International information
- National side: Bermuda;

Career statistics
| Competition | List A |
| Matches | 4 |
| Runs scored | 14 |
| Batting average | 7.00 |
| 100s/50s | –/– |
| Top score | 8 |
| Balls bowled | 198 |
| Wickets | 7 |
| Bowling average | 31.28 |
| 5 wickets in innings | – |
| 10 wickets in match | – |
| Best bowling | 2/33 |
| Catches/stumpings | 1/– |
- Source: Cricinfo, 20 February 2012

= Damali Bell =

Bermudian cricketer

Damali Ishmael Robert Bell (born 26 March 1992) is a Bermudian cricketer. Bell is a right-handed batsman who bowls left-arm medium pace. He was born in Bermuda and was educated at The Berkeley Institute, Bermuda.
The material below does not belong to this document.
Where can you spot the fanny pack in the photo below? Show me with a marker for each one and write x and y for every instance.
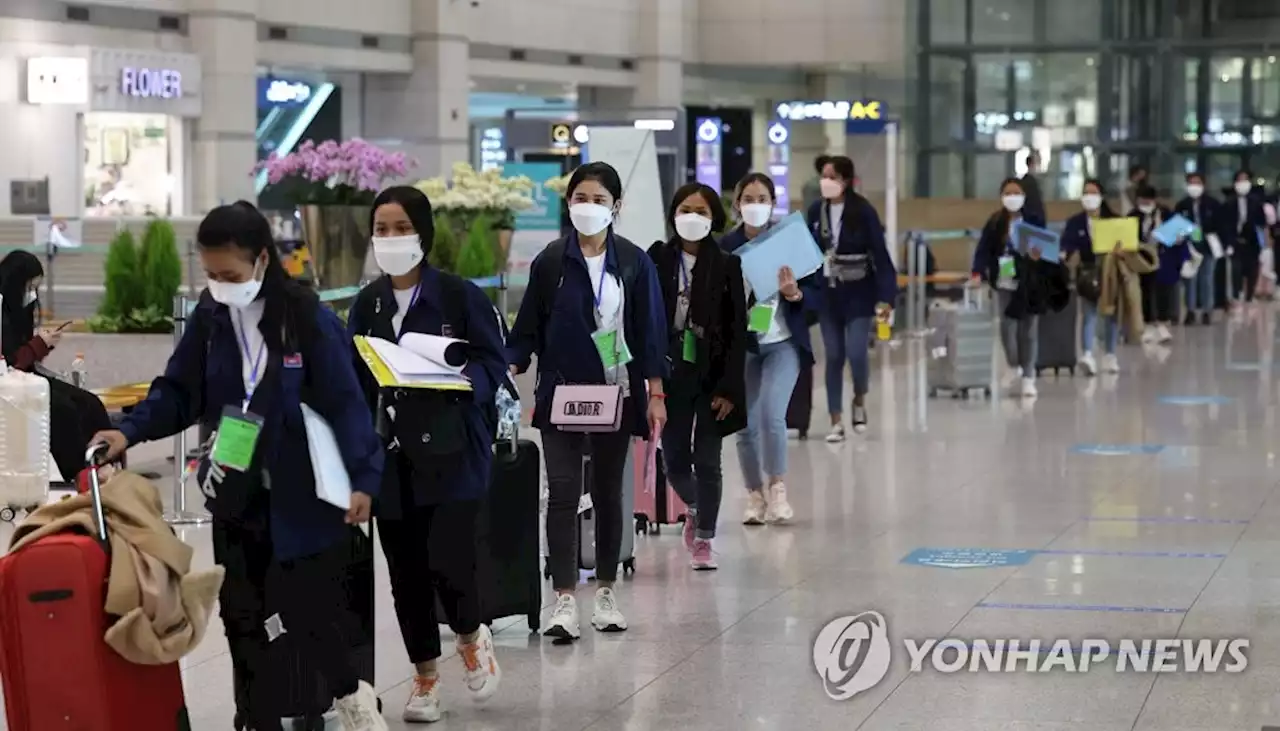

Bell was selected in Bermuda's squad for the 2011 World Cricket League Division Two in the United Arab Emirates. It was during this tournament that Stovell made his List A debut against Papua New Guinea. He made three further List A appearances during the tournament, the last of which came against Namibia. He took 7 wickets during the tournament, at an average of 31.28, with best figures of 2/33. Bermuda were relegated at the end of the tournament to the 2013 World Cricket League Division Three.

Bell also played football, representing his country during 2007 CONCACAF U17 Tournament qualification. He played club football with Boulevard Blazers F.C. and X-Roads Warriors F.C.

==Personal life==
He is the nephew of legendary cricketer and footballer Calvin Symonds.